Ranju Parajuli was at the Balkhu Fruits and Vegetable Market on Friday, and her jaw dropped when they told her mushroom cost Rs50 per kg. So she grabbed 2 kg for Rs100 and laughed all the way home.
The housewife from Sanepa rarely bought mushroom even though it is a treat for both she and her husband. “As far as I can remember, I have never heard of mushroom costing as low as Rs50 per kg,” she said.
On Sunday, the price of mushroom rose to Rs95-100 per kg, but it is still a bargain considering that the price hasn't wavered from the neighbourhood of Rs250 for the past decade, according to traders.
Vegetable sellers attributed the plunge in prices to a supply glut with mushroom shipments from several places hitting the market at the same time.
Binaya Shrestha, deputy director of the Kalimati Fruits and Vegetable Market Development Board, said that an oversupply of mushrooms from farms in the valley and lowered consumption brought down prices in the past few days.
“The price rose to Rs100 per kg on Sunday, but it is still cheaper compared to what it used to cost previously,” he said. Shrestha added that he could not make any prediction regarding prices on the basis of recent fluctuations.

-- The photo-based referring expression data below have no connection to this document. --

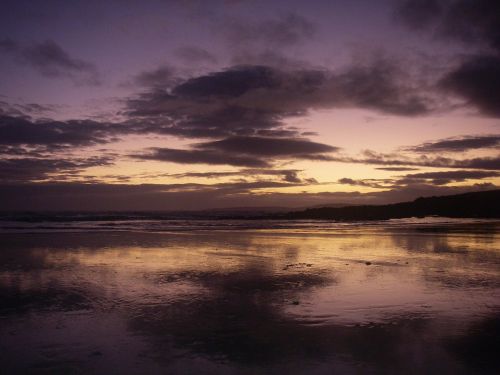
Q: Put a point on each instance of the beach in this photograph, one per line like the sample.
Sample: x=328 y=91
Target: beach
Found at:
x=310 y=298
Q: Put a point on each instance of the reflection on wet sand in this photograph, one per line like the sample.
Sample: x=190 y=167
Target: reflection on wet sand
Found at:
x=418 y=300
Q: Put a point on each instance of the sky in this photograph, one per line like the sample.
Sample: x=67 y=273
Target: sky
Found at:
x=189 y=105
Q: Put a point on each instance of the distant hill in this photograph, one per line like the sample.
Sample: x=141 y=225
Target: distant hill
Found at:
x=484 y=204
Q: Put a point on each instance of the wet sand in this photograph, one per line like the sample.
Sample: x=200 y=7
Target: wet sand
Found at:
x=417 y=299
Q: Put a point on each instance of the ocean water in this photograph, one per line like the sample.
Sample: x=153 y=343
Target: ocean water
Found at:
x=179 y=295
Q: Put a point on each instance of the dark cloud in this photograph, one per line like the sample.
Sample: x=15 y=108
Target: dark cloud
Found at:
x=162 y=76
x=50 y=133
x=269 y=147
x=396 y=169
x=252 y=100
x=442 y=178
x=202 y=157
x=371 y=157
x=51 y=60
x=196 y=55
x=289 y=175
x=475 y=23
x=459 y=144
x=32 y=169
x=420 y=179
x=373 y=183
x=244 y=151
x=286 y=30
x=477 y=80
x=469 y=21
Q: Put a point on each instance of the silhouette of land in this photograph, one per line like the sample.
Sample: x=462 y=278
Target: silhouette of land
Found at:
x=484 y=204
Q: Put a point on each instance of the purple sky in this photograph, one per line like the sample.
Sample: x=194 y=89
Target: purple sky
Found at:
x=199 y=104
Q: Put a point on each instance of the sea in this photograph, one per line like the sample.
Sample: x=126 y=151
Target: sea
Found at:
x=204 y=293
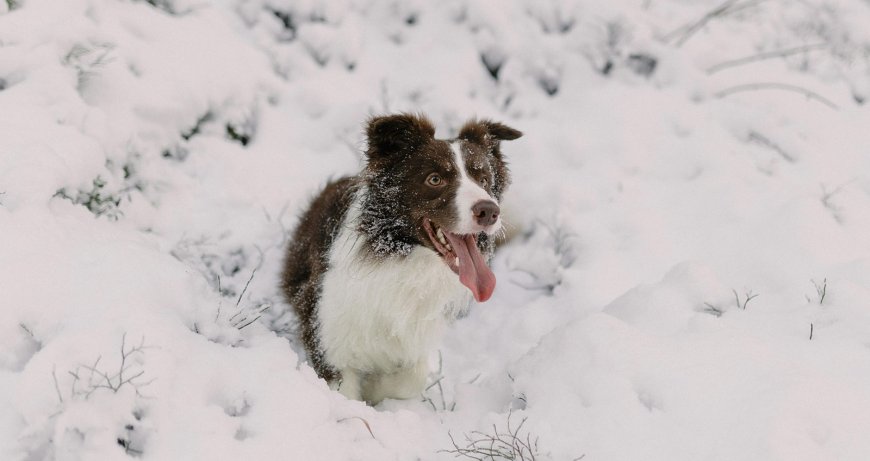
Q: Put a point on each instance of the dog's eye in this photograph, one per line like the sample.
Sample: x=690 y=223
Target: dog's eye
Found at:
x=435 y=180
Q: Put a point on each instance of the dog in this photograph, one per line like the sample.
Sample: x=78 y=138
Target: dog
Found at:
x=380 y=262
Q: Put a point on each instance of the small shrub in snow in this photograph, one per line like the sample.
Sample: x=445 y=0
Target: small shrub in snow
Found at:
x=548 y=252
x=433 y=394
x=511 y=443
x=748 y=296
x=97 y=200
x=87 y=59
x=821 y=290
x=88 y=379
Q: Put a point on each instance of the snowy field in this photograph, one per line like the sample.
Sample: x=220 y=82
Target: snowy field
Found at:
x=688 y=278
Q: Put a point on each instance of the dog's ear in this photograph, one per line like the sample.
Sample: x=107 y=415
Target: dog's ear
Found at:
x=487 y=133
x=400 y=133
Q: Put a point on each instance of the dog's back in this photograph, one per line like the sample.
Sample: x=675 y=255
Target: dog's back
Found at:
x=307 y=261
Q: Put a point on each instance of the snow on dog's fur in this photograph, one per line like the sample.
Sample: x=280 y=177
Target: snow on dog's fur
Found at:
x=380 y=261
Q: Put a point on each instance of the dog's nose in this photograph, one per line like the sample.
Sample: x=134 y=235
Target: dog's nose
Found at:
x=485 y=212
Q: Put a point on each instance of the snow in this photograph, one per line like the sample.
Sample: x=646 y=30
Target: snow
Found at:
x=688 y=275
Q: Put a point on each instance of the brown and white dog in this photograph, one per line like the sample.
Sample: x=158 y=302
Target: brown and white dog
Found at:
x=381 y=261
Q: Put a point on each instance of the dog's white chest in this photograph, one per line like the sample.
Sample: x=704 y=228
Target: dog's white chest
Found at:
x=377 y=316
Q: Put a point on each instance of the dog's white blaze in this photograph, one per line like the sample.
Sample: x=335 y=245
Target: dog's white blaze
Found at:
x=377 y=324
x=467 y=195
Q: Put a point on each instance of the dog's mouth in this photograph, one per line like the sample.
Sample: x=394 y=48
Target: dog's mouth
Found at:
x=462 y=256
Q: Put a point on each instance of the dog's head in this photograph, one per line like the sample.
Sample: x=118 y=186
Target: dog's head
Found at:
x=442 y=194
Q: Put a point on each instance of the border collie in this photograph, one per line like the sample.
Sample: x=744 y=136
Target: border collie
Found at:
x=381 y=261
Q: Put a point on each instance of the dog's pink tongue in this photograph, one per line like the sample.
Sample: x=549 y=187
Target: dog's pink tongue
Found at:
x=473 y=271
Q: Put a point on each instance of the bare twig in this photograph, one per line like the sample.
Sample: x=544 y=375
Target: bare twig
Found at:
x=776 y=86
x=245 y=289
x=728 y=7
x=364 y=422
x=763 y=140
x=766 y=55
x=56 y=385
x=821 y=289
x=510 y=444
x=749 y=297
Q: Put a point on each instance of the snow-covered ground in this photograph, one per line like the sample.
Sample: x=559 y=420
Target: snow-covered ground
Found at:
x=689 y=273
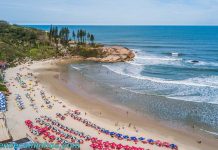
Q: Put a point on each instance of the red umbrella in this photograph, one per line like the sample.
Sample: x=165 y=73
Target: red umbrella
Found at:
x=127 y=147
x=106 y=144
x=166 y=144
x=46 y=134
x=119 y=146
x=113 y=145
x=27 y=122
x=158 y=143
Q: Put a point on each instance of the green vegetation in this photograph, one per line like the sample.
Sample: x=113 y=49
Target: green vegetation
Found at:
x=18 y=43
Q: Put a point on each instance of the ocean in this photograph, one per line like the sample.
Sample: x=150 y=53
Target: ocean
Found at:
x=174 y=76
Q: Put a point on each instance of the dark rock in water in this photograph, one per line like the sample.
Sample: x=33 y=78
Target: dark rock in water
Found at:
x=195 y=61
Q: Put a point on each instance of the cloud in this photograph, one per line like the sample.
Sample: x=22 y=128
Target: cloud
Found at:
x=142 y=12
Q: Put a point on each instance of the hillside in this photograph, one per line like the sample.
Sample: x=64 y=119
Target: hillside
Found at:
x=17 y=42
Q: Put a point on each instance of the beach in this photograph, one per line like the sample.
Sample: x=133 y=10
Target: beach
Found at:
x=46 y=76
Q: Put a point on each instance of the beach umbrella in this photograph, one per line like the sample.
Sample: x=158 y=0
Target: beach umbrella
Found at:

According to the Kalimati Fruits and Vegetable Market Development Board, the price of mushroom, which was selling for Rs125 per kg at the beginning of February, began dropping sharply from February 18.
Resham Tamang, administrator at the Balkhu Fruits and Vegetable Market, cited overproduction for the decline in prices. He also said that sellers source their stocks directly from the farmers, thus eliminating the middleman and extra costs.
mushroom is grown mostly in Kirtipur, Balambu, Lele, Chapagaun, Thimi in the Valley. Tamang said that prices started sliding over the past month.
A single mushroom trader is bringing 500-600 kg to the market daily, which is a lot of mushroom, said Tamang. He added that this was also the peak season for mushroom. According to Tamang, the Balkhu Fruits and Vegetable Market receives more than 2,500-3,000 kg of mushroom daily.
Mushroom farmer Dilip Adhikari said that the number of farmers doing commercial mushroom farming had increased in recent years, leading to overproduction during the peak season.
Adhikari has been growing mushrooms on 55 ropanis of land at Sundarijal and Kirtipur for 12 years. He said that the price of Rs40-50 per kg was a 12-year low. Adhikari produces 2,000-2,200 kg of mushrooms daily on his two farms.
According to Akash Bade, a mushroom farmer from Thimi, he has not been able to break even after prices started falling one and a half months ago. Bade has been growing mushrooms for 15 years on his farms in Thimi and Sipadol which together comprise 9 ropanis and 12 annas.
“The price used to decrease up to Rs70-80 per kg, that also for a few days only; but this time, it has plunged beyond expectations,” he said.
Thimi resident Bade said he sends his mushroom harvests to the Kalimati and Balkhu vegetable markets and nearby bazaars. His daily production amounts to 1,700 kg.
All farmers are sending their products to the market at the same time which has brought down prices, Bade said. Prices used to fall during this time of the year in the past too, but they rise again after a few days, he added.